I commute to work by bike down Kearny Villa Road, and between the 163 overpass and the 52 overpass are two markers, one on each side of the road. The west side marker has a Caltrans logo and a cross over "Randle James Copeland, Jan. 2, 1964; May 22, 1994." The eastern marker is fairly new, although the little cactus garden around it has been there for years. The east marker reads, "Debbie Peters, Nov. 7, 1963; July 12, 1994. You will always be in our hearts." What do these markers signify? And how does one get permission from Caltrans to put up these memorial markers?
-- TH in RB
Both markers are posted at the sites where Copeland and Peters died. Copeland was a Caltrans employee, though his death occurred when he was off duty. Despite the logo and the professionally printed marker, it seems to have been put up informally, by friends. It's not an official memorial sanctioned by Caltrans. They often honor workers killed on duty by naming bridges after them; one was dedicated recently in the South Bay. Debby Peters was killed by a hit-and-run driver. The cactus garden was planted in 1994 by her friends, who may also have later put up the metal marker.

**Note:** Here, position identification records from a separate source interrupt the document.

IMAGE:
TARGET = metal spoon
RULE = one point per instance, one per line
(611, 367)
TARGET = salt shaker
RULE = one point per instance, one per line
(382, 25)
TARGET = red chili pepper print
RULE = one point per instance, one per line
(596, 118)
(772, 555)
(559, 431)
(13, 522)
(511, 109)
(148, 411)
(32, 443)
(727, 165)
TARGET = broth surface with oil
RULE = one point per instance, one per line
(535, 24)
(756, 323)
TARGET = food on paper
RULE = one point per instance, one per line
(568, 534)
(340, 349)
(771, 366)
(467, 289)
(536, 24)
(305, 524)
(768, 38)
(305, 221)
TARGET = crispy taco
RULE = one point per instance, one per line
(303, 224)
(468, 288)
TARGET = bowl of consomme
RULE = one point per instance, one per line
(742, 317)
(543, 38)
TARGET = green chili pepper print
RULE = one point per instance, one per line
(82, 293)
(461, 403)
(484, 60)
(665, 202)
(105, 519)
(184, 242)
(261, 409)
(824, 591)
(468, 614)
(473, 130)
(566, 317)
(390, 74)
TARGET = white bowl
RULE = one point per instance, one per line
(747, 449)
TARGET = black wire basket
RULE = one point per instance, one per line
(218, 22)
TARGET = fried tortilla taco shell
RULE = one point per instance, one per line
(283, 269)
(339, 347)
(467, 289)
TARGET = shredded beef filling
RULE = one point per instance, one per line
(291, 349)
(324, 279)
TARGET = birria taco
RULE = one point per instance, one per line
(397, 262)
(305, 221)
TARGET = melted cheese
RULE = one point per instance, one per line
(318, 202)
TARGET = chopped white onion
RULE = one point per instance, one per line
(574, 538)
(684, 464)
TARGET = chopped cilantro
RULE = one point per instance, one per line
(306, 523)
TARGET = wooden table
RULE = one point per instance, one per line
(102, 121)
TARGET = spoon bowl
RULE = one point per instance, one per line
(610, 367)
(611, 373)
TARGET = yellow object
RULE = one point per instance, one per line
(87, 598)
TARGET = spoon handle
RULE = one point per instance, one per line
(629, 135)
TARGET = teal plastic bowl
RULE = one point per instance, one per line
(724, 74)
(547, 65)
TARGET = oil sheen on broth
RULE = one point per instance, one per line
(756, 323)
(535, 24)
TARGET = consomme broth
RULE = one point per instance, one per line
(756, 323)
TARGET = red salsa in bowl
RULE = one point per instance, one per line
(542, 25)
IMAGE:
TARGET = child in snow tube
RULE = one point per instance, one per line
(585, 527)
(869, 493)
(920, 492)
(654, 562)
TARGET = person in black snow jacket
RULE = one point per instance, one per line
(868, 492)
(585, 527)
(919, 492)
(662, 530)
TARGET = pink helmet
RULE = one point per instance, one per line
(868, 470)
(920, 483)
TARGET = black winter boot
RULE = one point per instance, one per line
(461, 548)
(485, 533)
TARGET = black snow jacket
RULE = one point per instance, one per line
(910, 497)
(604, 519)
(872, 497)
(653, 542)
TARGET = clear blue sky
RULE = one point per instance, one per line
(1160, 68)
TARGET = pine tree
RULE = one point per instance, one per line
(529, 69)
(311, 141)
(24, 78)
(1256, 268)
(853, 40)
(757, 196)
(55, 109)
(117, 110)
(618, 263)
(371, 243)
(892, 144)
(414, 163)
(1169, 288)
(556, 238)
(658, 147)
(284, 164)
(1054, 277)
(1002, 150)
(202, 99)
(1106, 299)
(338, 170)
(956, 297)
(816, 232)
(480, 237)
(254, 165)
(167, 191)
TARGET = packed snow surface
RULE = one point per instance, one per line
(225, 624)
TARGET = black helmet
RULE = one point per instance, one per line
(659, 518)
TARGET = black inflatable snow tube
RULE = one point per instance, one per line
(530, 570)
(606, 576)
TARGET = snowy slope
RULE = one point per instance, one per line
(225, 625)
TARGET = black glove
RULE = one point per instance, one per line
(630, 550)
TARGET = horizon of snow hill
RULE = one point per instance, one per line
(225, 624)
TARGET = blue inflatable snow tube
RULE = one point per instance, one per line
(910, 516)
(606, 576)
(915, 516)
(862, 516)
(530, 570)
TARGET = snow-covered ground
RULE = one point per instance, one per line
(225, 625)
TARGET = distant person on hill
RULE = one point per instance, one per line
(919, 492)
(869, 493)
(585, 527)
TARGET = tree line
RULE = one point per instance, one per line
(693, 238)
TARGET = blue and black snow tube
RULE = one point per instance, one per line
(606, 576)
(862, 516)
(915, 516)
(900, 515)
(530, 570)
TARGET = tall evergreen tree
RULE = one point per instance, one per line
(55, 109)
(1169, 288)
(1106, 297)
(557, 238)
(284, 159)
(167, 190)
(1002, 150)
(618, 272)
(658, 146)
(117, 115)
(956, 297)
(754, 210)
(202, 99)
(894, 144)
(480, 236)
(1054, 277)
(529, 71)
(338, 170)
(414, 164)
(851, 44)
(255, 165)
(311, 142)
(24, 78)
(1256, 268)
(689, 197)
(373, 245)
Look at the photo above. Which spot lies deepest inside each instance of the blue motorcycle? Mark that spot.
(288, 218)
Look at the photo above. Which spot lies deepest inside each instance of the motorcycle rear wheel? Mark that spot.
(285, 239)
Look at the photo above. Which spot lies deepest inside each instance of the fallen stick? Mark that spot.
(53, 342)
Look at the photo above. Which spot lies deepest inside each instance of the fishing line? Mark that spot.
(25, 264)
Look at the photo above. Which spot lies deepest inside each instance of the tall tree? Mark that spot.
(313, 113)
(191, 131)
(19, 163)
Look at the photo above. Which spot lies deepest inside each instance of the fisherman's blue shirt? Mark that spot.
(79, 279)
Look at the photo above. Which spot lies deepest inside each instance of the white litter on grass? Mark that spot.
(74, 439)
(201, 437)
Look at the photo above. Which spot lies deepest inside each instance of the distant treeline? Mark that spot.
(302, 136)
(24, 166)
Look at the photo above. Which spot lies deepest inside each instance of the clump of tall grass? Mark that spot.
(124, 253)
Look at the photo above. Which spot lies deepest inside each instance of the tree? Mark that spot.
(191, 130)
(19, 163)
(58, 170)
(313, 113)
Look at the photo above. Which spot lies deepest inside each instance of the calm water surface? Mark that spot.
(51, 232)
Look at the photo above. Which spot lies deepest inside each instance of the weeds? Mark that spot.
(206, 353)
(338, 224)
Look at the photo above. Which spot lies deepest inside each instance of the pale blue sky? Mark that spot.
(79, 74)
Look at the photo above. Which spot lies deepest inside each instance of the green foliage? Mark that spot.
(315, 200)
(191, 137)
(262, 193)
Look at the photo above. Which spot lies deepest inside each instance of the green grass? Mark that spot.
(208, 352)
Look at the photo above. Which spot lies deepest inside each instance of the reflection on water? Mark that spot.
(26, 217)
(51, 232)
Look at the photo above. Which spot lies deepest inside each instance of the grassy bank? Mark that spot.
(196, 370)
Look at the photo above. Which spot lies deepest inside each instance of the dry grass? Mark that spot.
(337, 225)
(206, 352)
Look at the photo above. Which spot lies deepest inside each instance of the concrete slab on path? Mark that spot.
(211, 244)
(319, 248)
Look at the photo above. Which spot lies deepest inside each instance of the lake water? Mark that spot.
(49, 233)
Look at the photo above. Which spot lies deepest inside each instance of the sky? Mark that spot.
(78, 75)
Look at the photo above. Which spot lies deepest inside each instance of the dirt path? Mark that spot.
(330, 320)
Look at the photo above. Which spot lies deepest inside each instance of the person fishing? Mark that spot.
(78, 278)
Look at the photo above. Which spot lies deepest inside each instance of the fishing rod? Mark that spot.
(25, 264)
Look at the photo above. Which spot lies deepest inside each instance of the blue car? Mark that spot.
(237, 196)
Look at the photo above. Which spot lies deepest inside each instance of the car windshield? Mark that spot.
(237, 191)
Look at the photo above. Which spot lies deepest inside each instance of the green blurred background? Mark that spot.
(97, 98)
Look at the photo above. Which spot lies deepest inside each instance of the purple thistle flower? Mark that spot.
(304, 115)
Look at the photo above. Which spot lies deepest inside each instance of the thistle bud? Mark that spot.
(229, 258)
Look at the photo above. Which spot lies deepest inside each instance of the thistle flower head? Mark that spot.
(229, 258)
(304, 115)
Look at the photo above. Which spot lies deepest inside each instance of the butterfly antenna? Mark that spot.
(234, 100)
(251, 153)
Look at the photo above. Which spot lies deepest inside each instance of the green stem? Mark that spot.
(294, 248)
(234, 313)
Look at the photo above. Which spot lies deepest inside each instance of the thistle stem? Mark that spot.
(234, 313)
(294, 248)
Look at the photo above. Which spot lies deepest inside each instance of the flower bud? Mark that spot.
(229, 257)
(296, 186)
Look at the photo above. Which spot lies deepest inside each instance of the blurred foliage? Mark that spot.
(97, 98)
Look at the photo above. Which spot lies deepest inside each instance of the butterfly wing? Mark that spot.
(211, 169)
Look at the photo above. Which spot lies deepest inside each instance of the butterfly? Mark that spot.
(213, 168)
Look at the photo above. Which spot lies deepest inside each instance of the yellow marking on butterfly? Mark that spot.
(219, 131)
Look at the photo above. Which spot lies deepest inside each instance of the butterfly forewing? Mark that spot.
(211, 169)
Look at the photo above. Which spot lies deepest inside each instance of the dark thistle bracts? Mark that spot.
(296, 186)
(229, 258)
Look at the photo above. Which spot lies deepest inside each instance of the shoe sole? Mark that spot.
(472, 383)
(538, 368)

Sorry, but for safety reasons you can't get permission from Caltrans or the City of San Diego to put a memorial marker at the side of a freeway or road. That's not to say the markers don't appear without permission. (It's likely these two did.) In that case, Caltrans evaluates the safety of the location, and if it's not a high-speed, high-traffic area, they'll leave it until after the funeral, then remove it. The city says they remove them as soon as they learn about them. Luckily, in the case of Copeland and Peters, Caltrans says that section of Kearny Villa Road is in the city's jurisdiction; the city says it's Caltrans's. If we just go away quietly and leave it at that, the memorials are safe from any paper-shufflers demanding they be ripped out.